The new government of the Maldives is now considering ending a free trade agreement with China concluded last year. The trade imbalance between China and the Maldives is "so huge," Mohamed Nasheed, chairman of the new president's party, told Reuters. "China does not buy us anything. It's a one-way treaty. "
In recent weeks, the Chinese authorities have denied that their investments are an unfair "debt trap" for poor countries. In public, Xi indirectly reprimanded the United States for what he described as his "arrogance" in the region and positioned himself as a support ally for weaker developing countries.
"Instead of pointing fingers at others, it would be better to match her actions to her words and truly treat all countries, big or small, on an equal footing," the ministry spokeswoman said Sunday. Chinese Foreign Minister Hua Chunying about the United States.

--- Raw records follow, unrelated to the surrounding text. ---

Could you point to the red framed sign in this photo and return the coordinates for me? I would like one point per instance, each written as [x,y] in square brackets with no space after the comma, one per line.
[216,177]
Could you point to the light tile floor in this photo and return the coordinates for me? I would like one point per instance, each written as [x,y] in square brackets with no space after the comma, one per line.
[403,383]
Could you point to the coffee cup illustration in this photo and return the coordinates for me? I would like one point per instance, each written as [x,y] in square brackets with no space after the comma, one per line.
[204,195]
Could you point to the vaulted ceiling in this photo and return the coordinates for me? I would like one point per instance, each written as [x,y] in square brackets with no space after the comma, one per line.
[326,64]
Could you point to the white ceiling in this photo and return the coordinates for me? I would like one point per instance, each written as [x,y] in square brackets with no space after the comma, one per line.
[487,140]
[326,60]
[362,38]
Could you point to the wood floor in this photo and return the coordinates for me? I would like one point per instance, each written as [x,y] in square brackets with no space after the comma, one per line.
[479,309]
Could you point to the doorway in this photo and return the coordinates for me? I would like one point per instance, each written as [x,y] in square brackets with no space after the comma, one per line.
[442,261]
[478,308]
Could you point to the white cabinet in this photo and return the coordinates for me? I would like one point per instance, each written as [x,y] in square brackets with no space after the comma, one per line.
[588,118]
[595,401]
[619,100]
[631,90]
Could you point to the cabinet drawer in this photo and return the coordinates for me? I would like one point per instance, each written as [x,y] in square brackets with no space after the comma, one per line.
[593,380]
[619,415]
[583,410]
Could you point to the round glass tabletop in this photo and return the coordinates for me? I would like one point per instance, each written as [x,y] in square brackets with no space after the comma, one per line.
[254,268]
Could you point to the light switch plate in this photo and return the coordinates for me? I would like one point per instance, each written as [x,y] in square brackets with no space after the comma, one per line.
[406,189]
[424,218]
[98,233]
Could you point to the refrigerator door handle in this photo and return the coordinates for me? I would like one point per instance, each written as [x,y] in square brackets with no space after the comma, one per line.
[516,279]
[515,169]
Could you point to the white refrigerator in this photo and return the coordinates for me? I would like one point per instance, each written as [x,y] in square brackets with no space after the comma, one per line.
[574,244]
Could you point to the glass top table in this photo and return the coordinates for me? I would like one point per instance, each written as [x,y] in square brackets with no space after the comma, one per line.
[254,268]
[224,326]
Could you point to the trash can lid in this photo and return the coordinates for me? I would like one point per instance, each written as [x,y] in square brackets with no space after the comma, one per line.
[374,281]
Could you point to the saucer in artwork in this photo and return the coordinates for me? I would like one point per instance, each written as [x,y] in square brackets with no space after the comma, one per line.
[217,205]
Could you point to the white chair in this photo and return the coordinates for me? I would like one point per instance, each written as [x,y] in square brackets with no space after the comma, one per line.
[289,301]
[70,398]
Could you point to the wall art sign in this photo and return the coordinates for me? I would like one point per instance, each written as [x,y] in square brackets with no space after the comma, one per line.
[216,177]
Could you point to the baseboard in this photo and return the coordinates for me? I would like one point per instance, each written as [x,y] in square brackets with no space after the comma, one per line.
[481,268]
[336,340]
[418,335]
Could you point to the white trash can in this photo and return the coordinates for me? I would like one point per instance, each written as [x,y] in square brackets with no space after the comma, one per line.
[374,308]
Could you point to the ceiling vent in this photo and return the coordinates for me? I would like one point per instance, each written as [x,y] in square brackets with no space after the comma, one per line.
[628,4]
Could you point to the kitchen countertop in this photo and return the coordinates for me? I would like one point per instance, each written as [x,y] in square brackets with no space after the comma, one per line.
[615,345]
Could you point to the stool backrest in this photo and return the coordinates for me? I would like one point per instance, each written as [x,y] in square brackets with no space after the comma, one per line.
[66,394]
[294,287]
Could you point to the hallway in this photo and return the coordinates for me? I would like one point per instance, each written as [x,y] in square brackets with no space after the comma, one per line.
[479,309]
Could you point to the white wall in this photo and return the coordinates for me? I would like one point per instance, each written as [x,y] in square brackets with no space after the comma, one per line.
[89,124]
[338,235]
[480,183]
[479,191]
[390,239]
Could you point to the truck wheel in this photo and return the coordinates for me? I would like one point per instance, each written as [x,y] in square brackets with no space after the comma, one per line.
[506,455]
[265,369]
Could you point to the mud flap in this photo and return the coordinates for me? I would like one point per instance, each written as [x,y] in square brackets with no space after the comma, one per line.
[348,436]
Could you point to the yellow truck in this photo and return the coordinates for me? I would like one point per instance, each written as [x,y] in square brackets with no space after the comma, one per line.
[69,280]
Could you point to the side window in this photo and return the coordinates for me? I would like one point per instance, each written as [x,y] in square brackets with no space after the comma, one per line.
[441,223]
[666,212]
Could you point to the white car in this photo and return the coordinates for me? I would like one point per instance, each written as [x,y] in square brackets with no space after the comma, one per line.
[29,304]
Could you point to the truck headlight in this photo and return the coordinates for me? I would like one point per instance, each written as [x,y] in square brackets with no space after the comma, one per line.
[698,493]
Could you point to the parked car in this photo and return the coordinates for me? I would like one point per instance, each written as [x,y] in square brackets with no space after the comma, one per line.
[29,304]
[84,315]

Zha Daojiong, professor of international political economy at Peking University and former senior researcher at Asia Society, said the United States was historically sensitive to the level of influence they had in Southeast Asia, and that Washington has intensified its efforts there. see Japan as a rival.
Decades later, it will probably happen again.
"This is the intrinsic nature of this particular American thought on its domination or ownership of Southeast Asia," said Zha. "There is not much that China, and in fact Japan before China, can do if the United States insists on designating it as a rival."
Kaela Malig in Manila, Joanna Slater in New Delhi and Lyric Li in Beijing contributed to this report.